Researchers describe structures, mechanisms that enable bacteria to resist antibiotics

Yu and his research group have just described two structures and mechanisms – efflux pumps and reinforced cell walls – that certain disease-causing bacteria use to keep antibiotics away. That understanding could one day lead to new treatments that disable the structures and restore the effectiveness of drugs.

“We study a lot of efflux pumps to understand antibiotic resistance,” said Yu, an Iowa State professor with appointments in physics and astronomy; chemistry; biochemistry, biophysics and molecular biology; and the U.S. Department of Energy's Ames Laboratory. “Cell wall remodeling is also a major mechanism to work against antibacterial drugs.

“The structure and mechanism depend on the bacteria you're talking about – and the bacteria will find a way.”

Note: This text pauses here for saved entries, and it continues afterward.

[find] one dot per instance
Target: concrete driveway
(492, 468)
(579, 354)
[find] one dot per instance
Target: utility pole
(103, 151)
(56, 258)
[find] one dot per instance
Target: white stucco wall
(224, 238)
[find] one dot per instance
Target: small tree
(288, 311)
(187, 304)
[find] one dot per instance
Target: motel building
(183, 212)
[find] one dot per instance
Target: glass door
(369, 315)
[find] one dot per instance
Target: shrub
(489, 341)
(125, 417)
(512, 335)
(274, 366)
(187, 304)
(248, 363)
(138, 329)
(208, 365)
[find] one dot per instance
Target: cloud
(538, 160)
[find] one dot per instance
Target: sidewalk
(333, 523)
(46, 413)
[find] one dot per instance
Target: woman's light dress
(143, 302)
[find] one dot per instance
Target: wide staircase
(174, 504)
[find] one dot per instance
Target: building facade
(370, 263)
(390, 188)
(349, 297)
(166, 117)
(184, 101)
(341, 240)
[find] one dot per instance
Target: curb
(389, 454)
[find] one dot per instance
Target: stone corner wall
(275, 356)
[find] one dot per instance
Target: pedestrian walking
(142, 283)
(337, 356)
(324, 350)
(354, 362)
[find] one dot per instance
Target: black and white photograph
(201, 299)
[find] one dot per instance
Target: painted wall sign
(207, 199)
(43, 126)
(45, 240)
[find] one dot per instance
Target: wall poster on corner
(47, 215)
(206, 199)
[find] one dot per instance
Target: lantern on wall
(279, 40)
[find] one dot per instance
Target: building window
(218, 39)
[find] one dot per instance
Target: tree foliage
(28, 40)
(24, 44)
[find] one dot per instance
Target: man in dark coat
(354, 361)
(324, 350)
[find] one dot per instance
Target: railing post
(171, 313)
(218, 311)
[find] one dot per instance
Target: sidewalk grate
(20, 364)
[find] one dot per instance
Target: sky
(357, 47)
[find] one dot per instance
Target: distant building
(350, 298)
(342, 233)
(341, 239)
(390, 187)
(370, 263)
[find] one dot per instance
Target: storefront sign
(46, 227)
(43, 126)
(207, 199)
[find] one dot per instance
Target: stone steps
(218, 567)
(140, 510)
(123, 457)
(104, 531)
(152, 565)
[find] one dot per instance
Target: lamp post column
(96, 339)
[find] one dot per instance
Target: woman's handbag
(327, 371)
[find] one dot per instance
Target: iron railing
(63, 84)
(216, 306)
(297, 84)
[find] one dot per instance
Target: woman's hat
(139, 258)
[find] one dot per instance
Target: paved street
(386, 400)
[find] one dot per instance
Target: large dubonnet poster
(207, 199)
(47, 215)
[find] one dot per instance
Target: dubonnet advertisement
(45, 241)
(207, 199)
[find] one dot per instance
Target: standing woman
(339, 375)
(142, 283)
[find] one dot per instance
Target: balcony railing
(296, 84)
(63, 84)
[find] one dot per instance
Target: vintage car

Two journals have just published the latest findings by Yu's research group:

1. A paper published online by Nature Communications describes how the Campylobacter jejuni bacterium, which causes a digestive tract inflammation (enterocolitis) and associated diarrhea, uses a three-molecule efflux pump to extrude antibacterial drugs. The project is a collaboration of Yu; Yeon-Kyun Shin, Iowa State's Roy J. Carver Professor of Biochemistry, Biophysics and Molecular Biology; and Qijing Zhang, an Iowa State associate dean of veterinary medicine and the Dr. Frank K. Ramsey Endowed Chair in Veterinary Research. Chih-Chia “Jack” Su, an Iowa State associate scientist; Linxiang Yin, an Iowa State graduate student; and Nitin Kumar, an Iowa State doctoral student; are first authors.

    

   Previous studies reported the three molecules of the pump worked in a synchronized rotation – one molecule accessing, one molecule binding and one molecule extruding – to pump antibiotics from the cell. Yu's research group found that each part of the pump worked independently of the others, essentially creating three pumps in one structure.

   “The three independent pumps make it a more powerful multidrug efflux pump,” Yu said.

    

2. A paper published online by the Proceedings of the National Academy of Sciences Early Edition describes how the Burkholderia multivorans bacterium, which can cause pneumonia in people with immune deficiencies or lung diseases such as cystic fibrosis, is able to remodel and strengthen its cell wall, closing the door to a range of antimicrobial drugs. Kumar and Su are first authors.

    

   The paper focuses on how these bacteria transport hopanoid lipid compounds to their outer cell membranes. The compounds contribute to membrane stability and stiffness.

“Overall our data suggest a novel mechanism for hopanoid transport involved in cell wall remodeling, which is critical for mediating multidrug resistance in Burkholderia,” the authors wrote in a project summary.

Grants from the National Institutes of Health supported both studies. Grants from the U.S. Department of Energy also supported ultra-bright, high-energy X-ray experiments at the Advanced Photon Source at Argonne National Laboratory in Illinois.

Yu and his research group have a long history of successfully using X-ray crystallography to describe and understand the structure of pumps, transporters and regulators in bacteria. A gallery on his research group's website shows ribbon diagrams of 21 different structures.

Because of Yu's significant contribution to the understanding of antimicrobial resistance in bacteria, the American Academy of Microbiology elected him to be an academy fellow earlier this year.

With that comprehensive understanding of the structures and mechanisms behind bacterial resistance to antibiotics, Yu said his research group is beginning to look at how the pumps and transporters can be turned off.

“We're trying to find an inhibitor compound,” Yu said. “We're thinking about doing a little more translational science. We have a lot of rich information about the structure and function of these pumps. Why not use it?”